Christina first appears, unexplained, when she wanders through the woods to the single-wide trailer that’s the new home to gypsy Peter Rumancek (Landon Liborion, “TerraNova”) and his mother, Lynda (Lili Taylor). In episode three, yet more woods wandering leads her to discover a dead body.
Peter’s arrival to Hemlock Grove happens the same day another character gets murdered in a way that suggests an animal attack. Christina suspects Peter may be a werewolf, as does Roman Godfrey (Bill Skarsgard), scion of Hemlock Grove’s wealthy Godfrey family. Eventually and through stilting dialogue, Peter and Roman form an unlikely friendship, causing multiple characters to remark to Peter, without a shred of subtlety, “You’ve never had a real friend before!” Peter also befriends Roman’s disfigured sister, Shelley (Nicole Boivin), a mute giant, the show’s most intriguing character who’s not in "Hemlock Grove" nearly enough in these early episodes.

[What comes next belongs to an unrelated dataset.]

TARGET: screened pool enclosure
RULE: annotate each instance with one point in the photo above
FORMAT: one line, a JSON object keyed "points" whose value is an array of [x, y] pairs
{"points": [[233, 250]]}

Peter also suspects Roman may be Upir, a type of vampire that’s known to terrorize gypsies – not that the show defines “upir” in a satisfactory way through its first three episodes. I had to look to the show’s press notes for a concrete definition.
In addition to jumping around from character-to-character and back in time, too, the “Hemlock Grove” pilot, seemingly filmed through a brown filter by director Eli Roth, suffers from not enough attention to building its characters. Roman’s controlling mother, Olivia (Famke Jansen), speaks with an unexplained, quasi-British accent. Roman’s uncle, Norman (Dougray Scott), is at odds with Dr. Pryce (Joel de la Fuente), who works for the Godfrey’s biotech company, but “Hemlock Grove” doesn’t explain why they don’t get along.
Obviously a pilot episode cannot immediately deliver every character detail, but a pilot at least has to give viewers something to grasp onto, a reason to care, answers to at least a few of the questions it raises. “Hemlock Grove” fails in this effort.
The show also suffers from an embarrassing series of technical gaffes. The opening scenes feature two brunette characters – a teen prostitute and a teen cheerleader. Through a series of poor casting and confusing directorial/editing choices, these two lookalike characters appear to be one-in-the-same. One of these girls flirts with her female science teacher, then is murdered while the teacher helplessly listens over the phone. Then, despite setting up the Sapphic romance, the series fails to revisit this plot point in the first three episodes.
In addition, the first victim is killed while hiding in a play house on a playground. When first shown, the miniature house has a door with windows on either side. Later that night when Roman and Peter visit the crime scene – which is oddly lacking in yellow crime scene tape – the play house has only one window. Is it a completely different play house or just shot from a confusing angle? Is this some sort of clue or a production gaffe?
Another blunder: Naming a primary character Letha (Penelope Mitchell), Norman’s daughter. Every time anyone says her name, it sounds like the speaker is trying to say Lisa but suffers from a lisp. It’s unintentionally funny and a distraction from the mood “Hemlock Grove” tries to set.
“Hemlock Grove” takes place in Western Pennsylvania and includes some local second unit footage, including steel mills and possibly some aerial shots of neighborhoods in the pilot episode. The Godfrey skyscraper looks like it could have been inspired by the design of the Cathedral of Learning.
Episode two includes a road sign that suggests the characters are on Route 19 heading away from 376, although it’s a small road in the woods and a character’s dialogue sounds like he thinks they are actually on 376. A scene in episode three shows a car driving over the Smithfield Street Bridge.
McCandless native Greg Nicotero’s KNB EFX company contributed special makeup effects to the show, which includes a character turning into a werewolf (his eyeballs pop out and fall to the ground -- so does that mean in werewolf biology human eyes get re-grown after every wolf-out?).
In another missed opportunity, Roman and the unfortunately named Letha visit the Pennsyl-Mania amusement park, which seems like a Kennywood stand-in. Spelling jokes that play well on the page don’t always translate to film: Multiple characters say “Pennsyl-Mania” but it sounds like “Pennsylvania” every time, which is just confusing.
For folks looking for a Western Pennsylvania vibe, “Hemlock Grove” offers some hints here and there but the show’s universe feels mostly fictional; other series have felt more Pittsburgh in nature. That’s to be expected: “Hemlock Grove” is not mainstream drama, it’s a dark soap with nudity, profanity, drugs and, most disturbingly, too many underdeveloped characters with largely unexplained back stories.